Series: Alien, Book 1
Rating: 4 Stars
Length: 400 Pages, 6474 Locations
Formats: Mass Market Paperback, Kindle
What...No Kitchen Sink?
When early release from jury duty set marketing manager Katherine "Kitty" Katt free to make her way back to a half day of work, she had no idea that her life was about to take a serious turn to the weird. Witnessing a minor fender bender evolve into a domestic dispute between husband and wife wasn't pleasant, but didn't exactly clue her in, either. Watching the husband in that domestic disturbance morph into a gigantic winged beast and slaughter his wife, then turn his terrifying rage and deadly abilities into a vicious and bloody spree killing started to tip her off, but it was only when she found herself leaping into action and dispatching the winged beast with a pen that she really realized her life wasn't going to be quite what she'd thought it was when her alarm went off that morning.
Forty-eight hours later and Kitty's world had expanded to include the knowledge that aliens - gorgeous ones at that - are living in our world, they're part of a world wide organization to keep a space parasite from infecting the planet, and one of the largest terrorist groups in the world is run by one of those parasite-enhanced superbeings. Her mother and father aren't who she thought they were, highly evolved aliens aren't as smart as they thought they were, and hair spray is more than just a necessity on a windy day.
Being recruited by the Alpha Centurians (A-Cs) to wage war on the parasites leads her to fight things that are indescribably disgusting, one of the uberhunky A-Cs keeps proposing marriage...and has since he first laid eyes on her...and his cousin can't stop glaring at her long enough to drop the sarcasm. Gifts like hyperspeed and empathy are common among the A-Cs, but so is religious persecution...which is actually sort of depressing for an evolved species. Oh, and speaking of religion, it's a big reason that the parasites are coming through space to our world. There's baseball...sort of, public restroom portals, and dead fish. Terrorism and guns, giant slug-like fuglies and a bad guy with a Lucifer complex. There's terror and humor, romance and science. And there's lots and lots of Armani.
If Kitty can survive past hour forty-eight, maybe there's hope for the planet, too.

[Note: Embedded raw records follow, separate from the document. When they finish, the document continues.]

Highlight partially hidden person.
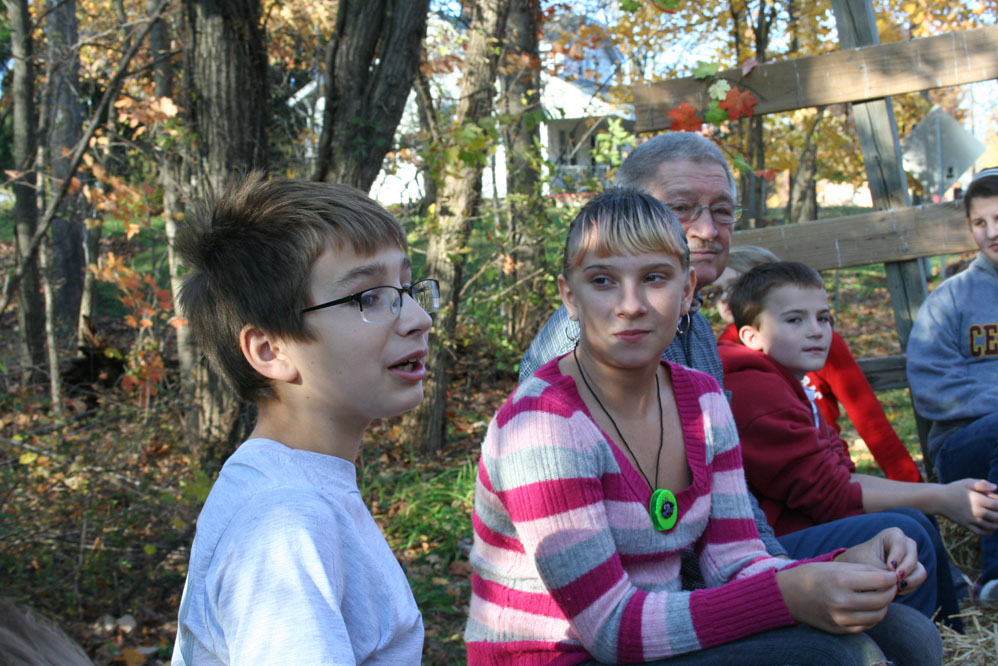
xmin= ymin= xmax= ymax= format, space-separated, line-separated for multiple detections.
xmin=173 ymin=173 xmax=439 ymax=666
xmin=907 ymin=168 xmax=998 ymax=603
xmin=718 ymin=262 xmax=998 ymax=615
xmin=713 ymin=245 xmax=922 ymax=482
xmin=465 ymin=188 xmax=942 ymax=666
xmin=520 ymin=132 xmax=962 ymax=629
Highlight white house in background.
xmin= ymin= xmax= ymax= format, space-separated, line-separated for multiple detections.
xmin=290 ymin=16 xmax=634 ymax=205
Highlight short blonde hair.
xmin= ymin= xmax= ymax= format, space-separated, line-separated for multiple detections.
xmin=0 ymin=599 xmax=93 ymax=666
xmin=561 ymin=187 xmax=690 ymax=276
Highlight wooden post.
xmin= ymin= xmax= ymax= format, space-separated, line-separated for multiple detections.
xmin=832 ymin=0 xmax=932 ymax=466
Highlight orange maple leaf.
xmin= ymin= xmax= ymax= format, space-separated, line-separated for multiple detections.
xmin=717 ymin=87 xmax=758 ymax=120
xmin=669 ymin=102 xmax=703 ymax=132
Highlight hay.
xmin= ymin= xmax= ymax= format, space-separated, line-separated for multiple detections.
xmin=937 ymin=516 xmax=998 ymax=666
xmin=939 ymin=606 xmax=998 ymax=666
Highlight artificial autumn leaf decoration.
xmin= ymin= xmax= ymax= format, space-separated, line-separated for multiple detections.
xmin=669 ymin=102 xmax=703 ymax=132
xmin=718 ymin=88 xmax=758 ymax=120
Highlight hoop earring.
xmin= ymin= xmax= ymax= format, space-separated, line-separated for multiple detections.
xmin=676 ymin=312 xmax=693 ymax=335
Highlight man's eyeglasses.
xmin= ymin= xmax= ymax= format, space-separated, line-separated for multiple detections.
xmin=665 ymin=199 xmax=742 ymax=227
xmin=302 ymin=278 xmax=440 ymax=324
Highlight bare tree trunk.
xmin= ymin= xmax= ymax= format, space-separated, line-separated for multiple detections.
xmin=402 ymin=0 xmax=510 ymax=452
xmin=500 ymin=0 xmax=550 ymax=348
xmin=38 ymin=230 xmax=65 ymax=420
xmin=5 ymin=0 xmax=46 ymax=384
xmin=184 ymin=0 xmax=267 ymax=191
xmin=76 ymin=224 xmax=101 ymax=348
xmin=147 ymin=0 xmax=198 ymax=444
xmin=183 ymin=0 xmax=267 ymax=460
xmin=412 ymin=69 xmax=442 ymax=215
xmin=314 ymin=0 xmax=429 ymax=192
xmin=45 ymin=0 xmax=86 ymax=326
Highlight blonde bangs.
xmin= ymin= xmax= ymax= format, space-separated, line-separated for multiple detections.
xmin=562 ymin=188 xmax=690 ymax=272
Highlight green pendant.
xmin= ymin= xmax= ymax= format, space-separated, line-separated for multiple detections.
xmin=648 ymin=488 xmax=679 ymax=532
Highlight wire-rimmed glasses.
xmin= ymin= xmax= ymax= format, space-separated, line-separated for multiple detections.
xmin=665 ymin=199 xmax=742 ymax=227
xmin=302 ymin=278 xmax=440 ymax=324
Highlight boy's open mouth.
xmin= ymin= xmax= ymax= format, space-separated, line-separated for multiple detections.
xmin=390 ymin=358 xmax=423 ymax=372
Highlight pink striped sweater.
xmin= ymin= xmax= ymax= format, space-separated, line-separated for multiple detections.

Touched by an Alien is a romp. It's fast, action-packed, and with a few exceptions, it's just a right good time. True, there's not a lot of character development and there's little time given to really flesh out the world as the characters race from point A to point Z. There are some points that don't quite connect along the way, and there's a huge amount of information dumped on the readers head about the A-Cs and their abilities, about their gadgets - how they work, why they work, what doesn't work, etc. As a result the narrative occasionally reads a little like a dream sequence for a techie nerd with ADD - packed full of smart, flashy stuff without a lot of substance behind it, but shifting so quickly that you don't really notice the lack right away.
But it's fun. And it's fast. There's a little bit of everything (and I do mean everything...except that darned kitchen sink) in it. And Kitty is a likable heroine, even though she tends to be a bit too adept at kicking alien butt for a mild mannered marketing manager. Despite her being so smart in some ways, so obtuse in others. Despite her being a bit of a slut (though I can't really say I blame her for that one). And even though she's a crack shot despite never shooting a gun before, and put in command of a team of aliens she didn't know existed two days prior for a sortie that is her brainchild. With their technology and their weaponry at her disposal.
Hey, it's her hairspray. Seems a fair trade off.
I didn't like the significance and importance of religion in the plot. That's just how I am. I like to keep science fiction and religion separate, because the idea that evolved civilizations still suffer from religious persecution and exile because of it doesn't bode well for the future of our own race. Plus, I'm a live and let live sort, so I tend to buck the sort of rigid religious framework that the A-Cs embrace. From a story standpoint, too, those were the weakest threads of the plot and where the suspension of disbelief stretched a bit too thin for me. I just couldn't figure out any reason for Kitty being so good at connecting a lot of esoteric dots and coming up with such bizarre - but of course, accurate - answers.
Still, as a whole, the book was a real good time.
And I don't generally favor science fiction, either.
Parts of Touched by an Alien did make my brain hurt, when I felt stuffed with technology mumbo jumbo that I couldn't care less about, and the character definition truly had nothing much about which to wax philosophic. The narrative has a short sentence/rapid fire style that lacked fluidity, and it was short on description, so I never had a clear picture of any of the characters actual physical appearance (behind their gorgeousness - that I knew...as it was oft repeated), nor the scenery surrounding them. From that perspective, there was an almost superficial feel to both the characters and the world created here. It didn't feel real, or achieve a sense of shifted reality like some of the great science fiction masters achieve.
Eh, who cares? It was a rockin' good time, for the most part, and I enjoyed myself while I was reading it. Some SciFi brain candy for your reading enjoyment. Yum.